Arafat's Death A Reminder Of Palestinian Struggle


The Arab world is enormous and complex. In today's world of terrorism and radical groups, it's important not to lump all Arabs or all Muslims into one mound of extremism.

The death of Palestinian leader, Yasser Arafat, is not the passing of another guy with a cloth on his head -- Arafat spent his whole life sacrificing and fighting for justice for a people without a country.

Palestinians are the largest nation of people without a nation-state. They are among the most highly-educated refugees in the world. Arafat, himself, was educated as an engineer in Egypt before leaving his safe and comfortable world behind to fight for the rights of his people.

While Israel has a right to a homeland, Palestinians have been designated to the barren regions of the West Bank and Gaza Strip -- millions of people forced on to what are the size of two small American Indian reservations. After relentless attacks, cities like Ramallah are nothing but rubble.

Few can excuse the radical militant Palestinian groups who have used suicide bombings to kill innocent Israeli citizens, yet Israel's Prime Minister, Ariel Sharon, in his career as an agent with Mosad (Israeli CIA) and as defense minister in the 1980s, has ordered the killing of hundreds of thousands of innocent Palestinian people. Sharon ordered the bombings of two Palestinian refugee camps in 1982 that killed thousands of women and children. As prime minister, he continues the pillaging.

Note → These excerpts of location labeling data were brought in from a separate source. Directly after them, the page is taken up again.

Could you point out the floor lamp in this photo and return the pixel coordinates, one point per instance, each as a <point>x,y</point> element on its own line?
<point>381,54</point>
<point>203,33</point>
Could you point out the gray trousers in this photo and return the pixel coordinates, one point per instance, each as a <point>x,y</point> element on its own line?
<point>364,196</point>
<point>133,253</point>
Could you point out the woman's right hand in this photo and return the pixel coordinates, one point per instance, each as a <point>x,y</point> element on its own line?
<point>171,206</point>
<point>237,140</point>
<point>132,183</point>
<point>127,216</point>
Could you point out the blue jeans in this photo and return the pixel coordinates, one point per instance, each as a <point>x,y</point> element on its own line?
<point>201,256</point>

Ironically, the Palestinian people seek exactly what Jews were looking for when the state of Israel was created -- an identity and a homeland -- a nation with a nation-state.

Peace rallies drawing thousands of people in Israel show that many Israelis are in favor of a compromise, yet Israeli leaders aggravate the situation by permitting Israelis to build settlements on what remains of Palestinian-occupied land.

Israel is a sophisticated country that has historically received a great deal of economic support from the U.S. They have the money and weaponry to demolish what remains of Palestine, but are cognizant that they are surrounded by countries sympathetic to the Palestinian people.

All one has to do is watch CNN and see the devastation of what little infrastructure was in the Gaza Strip and the West Bank to know that things have never been worse for the Palestinian people. And now they have lost the man who made their struggle known to the world.

It's evident to me that the Bush administration's attempts to guide a peace process have been anemic at best and Sharon has undone any progress accomplished in the last decade.

People may see Arafat as a terrorist, but in my view, Ariel Sharon is no better, and until Israel has new leadership, peace will never come to the region.